PCI-DSS SAQ types explained: selecting the right self-assessment questionnaire

The PCI-DSS Self-Assessment Questionnaire (SAQ) is a validation tool for merchants and service providers who are eligible to assess their own PCI compliance rather than undergoing a full Report on Compliance (ROC) audit by a Qualified Security Assessor (QSA).

SAQ eligibility depends on transaction volume, payment channel, and how cardholder data is handled. Merchants processing fewer than 6 million Visa or Mastercard transactions annually are generally eligible for SAQ, though acquirers may impose additional requirements.

Selecting the wrong SAQ type is a common compliance failure. Using SAQ A when your environment actually requires SAQ D creates a false compliance posture that acquirers, partners, and QSAs will identify during validation.

SAQ A applies to e-commerce merchants who have fully outsourced all cardholder data functions to PCI-validated third-party service providers, with no electronic storage, processing, or transmission of cardholder data on the merchant's systems or premises.

This is the simplest SAQ with approximately 22 requirements focused on service provider management, policies, and physical security. It applies to merchants using payment processors like Stripe Checkout, PayPal hosted checkout, or similar fully outsourced models.

Eligibility requires that the merchant's website does not directly receive cardholder data. Payment pages must redirect to or embed validated third-party collection methods where card data bypasses the merchant's infrastructure entirely.

SAQ A-EP applies to e-commerce merchants who partially outsource payment processing but whose website can impact the security of payment transactions. This typically occurs when merchants use JavaScript-based payment forms (like Stripe Elements) that are served from the merchant's domain.

SAQ A-EP contains approximately 191 requirements, substantially more than SAQ A. Requirements include vulnerability management, secure development, change management, and monitoring controls for the merchant's web environment.

The distinction between SAQ A and SAQ A-EP depends on whether the merchant's website directly interacts with the cardholder's browser during payment. If your payment page is served from your domain and includes JavaScript that handles payment fields, SAQ A-EP likely applies.

SAQ B applies to merchants using only imprint machines or standalone dial-out terminals with no electronic cardholder data storage. This is increasingly rare in digital commerce but remains relevant for certain retail and service business models.

SAQ B-IP applies to merchants using standalone IP-connected payment terminals with no electronic cardholder data storage. Requirements focus on terminal security and network segmentation.

SAQ C applies to merchants whose payment application systems are connected to the internet but do not store electronic cardholder data. SAQ C-VT is a variant for merchants using virtual terminal solutions accessed by individual computers.

SAQ P2PE applies to merchants using validated Point-to-Point Encryption solutions with approved payment terminals. P2PE significantly reduces PCI scope by encrypting card data at the point of interaction.

SAQ D applies to all merchants not eligible for any other SAQ type. It contains all applicable PCI-DSS requirements (approximately 250+ for merchants) and represents full PCI compliance scope.

Merchants requiring SAQ D include those who store cardholder data electronically, process card-present transactions with custom payment applications, operate as payment facilitators, or have complex payment architectures that do not fit other SAQ categories.

Service providers (entities that store, process, or transmit cardholder data on behalf of other entities) use SAQ D variants: SAQ D for Merchants or SAQ D for Service Providers, depending on their role in the payment chain.

Follow the PCI SSC's SAQ eligibility criteria document to determine your SAQ type. The decision tree considers: payment channels used, whether cardholder data is stored, whether processing is outsourced, and whether validated P2PE solutions are deployed.

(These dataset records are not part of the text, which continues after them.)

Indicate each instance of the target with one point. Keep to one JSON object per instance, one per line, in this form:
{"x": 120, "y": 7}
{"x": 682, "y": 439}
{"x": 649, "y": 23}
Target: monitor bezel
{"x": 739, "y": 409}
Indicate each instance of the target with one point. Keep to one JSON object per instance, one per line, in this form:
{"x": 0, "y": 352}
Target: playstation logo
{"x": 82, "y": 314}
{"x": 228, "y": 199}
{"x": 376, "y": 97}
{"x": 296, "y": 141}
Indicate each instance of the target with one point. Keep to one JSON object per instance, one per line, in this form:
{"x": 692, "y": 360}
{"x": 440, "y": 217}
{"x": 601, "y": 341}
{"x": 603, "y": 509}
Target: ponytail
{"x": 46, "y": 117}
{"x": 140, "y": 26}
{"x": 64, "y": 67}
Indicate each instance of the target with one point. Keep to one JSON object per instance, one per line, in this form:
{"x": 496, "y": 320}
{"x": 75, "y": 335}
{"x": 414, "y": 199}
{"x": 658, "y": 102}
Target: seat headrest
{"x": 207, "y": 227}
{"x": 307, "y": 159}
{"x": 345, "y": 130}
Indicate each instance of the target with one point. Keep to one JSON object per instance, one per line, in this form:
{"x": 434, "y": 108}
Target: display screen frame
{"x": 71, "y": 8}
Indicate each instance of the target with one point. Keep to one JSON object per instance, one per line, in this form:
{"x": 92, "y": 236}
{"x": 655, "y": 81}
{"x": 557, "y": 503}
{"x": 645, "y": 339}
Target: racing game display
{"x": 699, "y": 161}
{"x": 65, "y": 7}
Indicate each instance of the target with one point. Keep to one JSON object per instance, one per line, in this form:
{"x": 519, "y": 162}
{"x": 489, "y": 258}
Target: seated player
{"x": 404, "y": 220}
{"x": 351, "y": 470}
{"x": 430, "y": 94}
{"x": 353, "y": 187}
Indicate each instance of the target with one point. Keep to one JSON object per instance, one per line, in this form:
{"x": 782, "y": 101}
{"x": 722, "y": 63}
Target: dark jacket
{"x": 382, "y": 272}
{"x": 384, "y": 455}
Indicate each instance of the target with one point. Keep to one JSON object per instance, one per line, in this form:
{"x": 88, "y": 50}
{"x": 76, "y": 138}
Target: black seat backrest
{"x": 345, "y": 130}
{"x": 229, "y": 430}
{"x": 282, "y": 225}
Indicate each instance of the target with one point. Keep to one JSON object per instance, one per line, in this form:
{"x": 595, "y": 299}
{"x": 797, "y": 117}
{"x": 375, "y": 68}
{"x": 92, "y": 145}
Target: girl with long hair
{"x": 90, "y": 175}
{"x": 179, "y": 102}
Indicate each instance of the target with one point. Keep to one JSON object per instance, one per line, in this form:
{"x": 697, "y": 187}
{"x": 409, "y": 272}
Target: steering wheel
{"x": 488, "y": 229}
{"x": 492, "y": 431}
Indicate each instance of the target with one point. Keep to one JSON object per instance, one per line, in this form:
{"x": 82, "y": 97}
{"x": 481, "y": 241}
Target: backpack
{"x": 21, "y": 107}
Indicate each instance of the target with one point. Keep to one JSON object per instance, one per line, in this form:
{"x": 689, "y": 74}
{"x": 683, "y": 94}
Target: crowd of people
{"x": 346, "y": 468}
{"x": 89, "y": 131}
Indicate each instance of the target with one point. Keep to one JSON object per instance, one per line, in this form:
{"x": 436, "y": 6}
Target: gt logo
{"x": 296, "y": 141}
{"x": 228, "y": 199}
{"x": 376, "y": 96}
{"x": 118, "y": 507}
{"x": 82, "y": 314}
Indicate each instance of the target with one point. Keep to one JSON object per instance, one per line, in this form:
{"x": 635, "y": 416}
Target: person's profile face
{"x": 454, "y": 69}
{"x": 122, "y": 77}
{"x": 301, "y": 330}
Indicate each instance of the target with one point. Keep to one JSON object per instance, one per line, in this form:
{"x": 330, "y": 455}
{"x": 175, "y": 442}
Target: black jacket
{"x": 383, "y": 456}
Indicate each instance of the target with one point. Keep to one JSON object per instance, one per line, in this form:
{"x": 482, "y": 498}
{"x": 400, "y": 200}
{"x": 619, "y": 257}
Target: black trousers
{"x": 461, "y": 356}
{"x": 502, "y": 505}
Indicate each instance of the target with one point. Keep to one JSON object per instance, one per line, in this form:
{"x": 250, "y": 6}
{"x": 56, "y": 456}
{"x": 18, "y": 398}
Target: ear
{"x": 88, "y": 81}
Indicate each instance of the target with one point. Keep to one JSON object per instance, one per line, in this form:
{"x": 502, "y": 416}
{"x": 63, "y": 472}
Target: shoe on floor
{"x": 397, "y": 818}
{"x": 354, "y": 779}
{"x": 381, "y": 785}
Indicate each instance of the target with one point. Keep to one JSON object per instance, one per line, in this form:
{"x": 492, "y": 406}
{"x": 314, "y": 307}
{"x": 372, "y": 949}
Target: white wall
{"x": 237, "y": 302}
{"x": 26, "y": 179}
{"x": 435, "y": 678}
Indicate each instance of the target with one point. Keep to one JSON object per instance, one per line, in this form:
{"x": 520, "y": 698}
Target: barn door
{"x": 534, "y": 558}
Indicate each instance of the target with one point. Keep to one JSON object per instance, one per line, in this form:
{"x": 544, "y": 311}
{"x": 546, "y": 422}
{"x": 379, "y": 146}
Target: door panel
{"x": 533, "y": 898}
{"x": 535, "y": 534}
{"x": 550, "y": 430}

Document your SAQ selection rationale including: payment architecture diagram, data flow showing where cardholder data enters and exits your environment, list of payment service providers with their PCI validation status, and explicit statement of which SAQ eligibility criteria you meet.

Engage your acquiring bank or payment processor for SAQ type confirmation. Some acquirers require specific SAQ types regardless of eligibility criteria, particularly for higher-volume merchants approaching the 6 million transaction threshold.

• Map all payment data flows from card entry to settlement
• Identify every system that stores, processes, or transmits cardholder data
• Document payment service providers and their PCI validation status
• Apply PCI SSC SAQ eligibility criteria decision tree
• Confirm SAQ type with acquiring bank or payment processor

Complete your SAQ annually or upon significant environment changes. Each SAQ includes an Attestation of Compliance (AOC) that an authorized officer must sign, confirming that the assessment was performed accurately and that all applicable requirements are met.

Maintain evidence supporting every 'in place' response in your SAQ. Acquirers and QSAs may request evidence during validation. Evidence includes policies, configuration screenshots, scan reports, penetration test results, and access review records.

Quarterly ASV external vulnerability scans are required for most SAQ types (SAQ A is typically exempt). Internal vulnerability scans and penetration testing requirements vary by SAQ type, with SAQ D requiring the most comprehensive testing program.